Please add at the end of the abstract a take home message.

As you point out, it is important to be clear about what you want your message to be.We have added a take-home message to the conclusion and at the end of the Abstract. Please note that some parts.

 Please see Spano et al., 2019 (10.3389/fpsyg.2019.00368), Caffò et al., 2020 (10.3389/fpsyg.2020.00917) to improve the introduction of the ms.

Thank you for your suggestion. We have now studied this paper and we were surprised by the large scale of the Italian study. We would like to refer to it in the future and we hope to conduct a more detailed evaluation in Japan. We have added this relevant Italian research paper to the reference list and refered to it in the revised manuscript.

Main text, line 44-47


Please add the power analysis in order to compute the sample size, in the study population. Please move from the results to the study population section the final sample size, the characteristics of the sample and Figure 1.

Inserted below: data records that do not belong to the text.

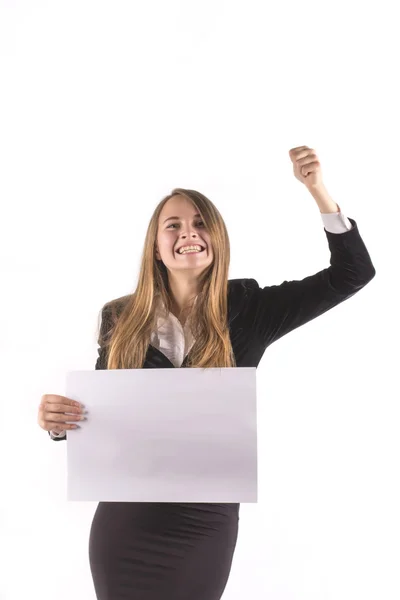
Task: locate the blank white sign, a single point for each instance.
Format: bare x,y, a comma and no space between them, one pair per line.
164,435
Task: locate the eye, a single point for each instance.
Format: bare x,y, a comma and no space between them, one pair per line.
173,224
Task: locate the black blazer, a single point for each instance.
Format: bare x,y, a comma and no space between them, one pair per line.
259,316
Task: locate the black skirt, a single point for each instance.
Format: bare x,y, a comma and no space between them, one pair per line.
162,551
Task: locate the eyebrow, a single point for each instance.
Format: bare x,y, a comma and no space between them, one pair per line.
169,218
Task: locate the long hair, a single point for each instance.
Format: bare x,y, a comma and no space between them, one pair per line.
128,322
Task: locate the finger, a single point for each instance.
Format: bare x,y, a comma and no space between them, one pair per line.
306,160
311,168
58,428
58,408
302,154
55,416
57,398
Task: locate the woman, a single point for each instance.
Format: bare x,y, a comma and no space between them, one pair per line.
185,313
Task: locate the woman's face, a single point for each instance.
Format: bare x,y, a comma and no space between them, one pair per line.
178,226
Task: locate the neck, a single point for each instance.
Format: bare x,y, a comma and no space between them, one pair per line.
183,294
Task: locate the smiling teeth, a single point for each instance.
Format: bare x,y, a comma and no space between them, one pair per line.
189,249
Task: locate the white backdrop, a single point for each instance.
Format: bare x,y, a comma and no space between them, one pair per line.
105,107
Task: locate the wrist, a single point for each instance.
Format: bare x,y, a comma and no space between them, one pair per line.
324,201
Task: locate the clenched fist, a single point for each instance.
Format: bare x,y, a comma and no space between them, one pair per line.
55,411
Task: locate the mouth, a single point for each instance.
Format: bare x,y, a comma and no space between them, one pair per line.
191,251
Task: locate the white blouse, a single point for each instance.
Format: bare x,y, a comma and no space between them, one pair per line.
175,341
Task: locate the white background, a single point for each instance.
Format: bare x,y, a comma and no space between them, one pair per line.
105,107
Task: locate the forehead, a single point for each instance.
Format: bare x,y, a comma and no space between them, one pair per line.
177,206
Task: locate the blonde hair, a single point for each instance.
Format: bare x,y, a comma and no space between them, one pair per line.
128,322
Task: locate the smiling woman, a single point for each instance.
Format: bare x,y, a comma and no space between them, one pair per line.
193,286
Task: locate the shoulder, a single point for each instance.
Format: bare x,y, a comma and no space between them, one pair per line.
240,288
240,291
109,315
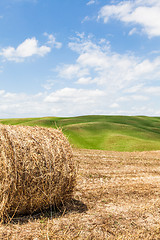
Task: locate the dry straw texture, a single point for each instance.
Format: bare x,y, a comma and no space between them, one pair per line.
36,169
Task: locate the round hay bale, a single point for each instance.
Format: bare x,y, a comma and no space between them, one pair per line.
36,169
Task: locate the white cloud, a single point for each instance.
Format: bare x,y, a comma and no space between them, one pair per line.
26,49
97,64
48,85
123,78
91,2
70,71
84,80
29,48
62,102
74,95
144,13
114,105
52,41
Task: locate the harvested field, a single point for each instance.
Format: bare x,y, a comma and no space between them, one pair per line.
117,197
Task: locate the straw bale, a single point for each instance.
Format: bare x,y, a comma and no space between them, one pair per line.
36,169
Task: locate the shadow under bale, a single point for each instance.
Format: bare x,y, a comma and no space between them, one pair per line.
52,212
36,170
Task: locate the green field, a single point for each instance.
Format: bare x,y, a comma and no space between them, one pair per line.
117,133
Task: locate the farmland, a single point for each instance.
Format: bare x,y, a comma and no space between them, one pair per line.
118,180
117,197
113,133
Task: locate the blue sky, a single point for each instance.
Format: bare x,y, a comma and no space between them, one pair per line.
70,58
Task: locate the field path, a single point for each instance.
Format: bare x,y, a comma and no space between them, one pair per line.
117,197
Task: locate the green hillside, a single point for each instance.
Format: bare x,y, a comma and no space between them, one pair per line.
117,133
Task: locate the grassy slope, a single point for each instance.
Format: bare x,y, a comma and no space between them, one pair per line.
118,133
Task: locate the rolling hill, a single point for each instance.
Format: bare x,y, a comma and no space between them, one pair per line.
115,133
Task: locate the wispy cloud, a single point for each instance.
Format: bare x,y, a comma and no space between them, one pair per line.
143,13
28,48
52,41
91,2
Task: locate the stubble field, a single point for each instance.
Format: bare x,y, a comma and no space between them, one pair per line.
117,197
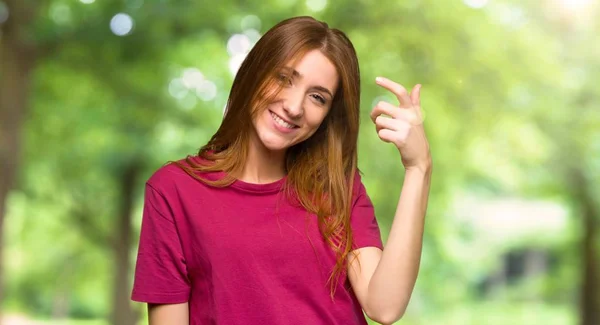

The power analysis was conducted and the sample sizes were calculated to be 76 and 85 for the social environmental factors “inadequate public transport” and “no alternative driver,” respectively. The final sample size, the characteristics of the sample, and Figure 1 have been moved to Section 2.1 (Study population) in the revised manuscript.

Regarding the sample size in the logistic regression analysis, previous studies have shown that a small number of categories with a size 10 times greater than the explanatory variable is acceptable (e.g., Peduzzi et al. 1996). In this study, there were more than 80 non-resuming driving groups, i.e., 10 times more groups than the number of explanatory variables (there were 8 explanatory variables).


Please add the future direction of the study in the discussion section

Thank you for your suggestion. The revised manuscript contains a section on future prospects.

Main text, line 277-280

 

Round 2

Reviewer 1 Report

My thanks to the authors for their thorough reponses to my comments and queries. The article is much improved and I am happy for it to proceed.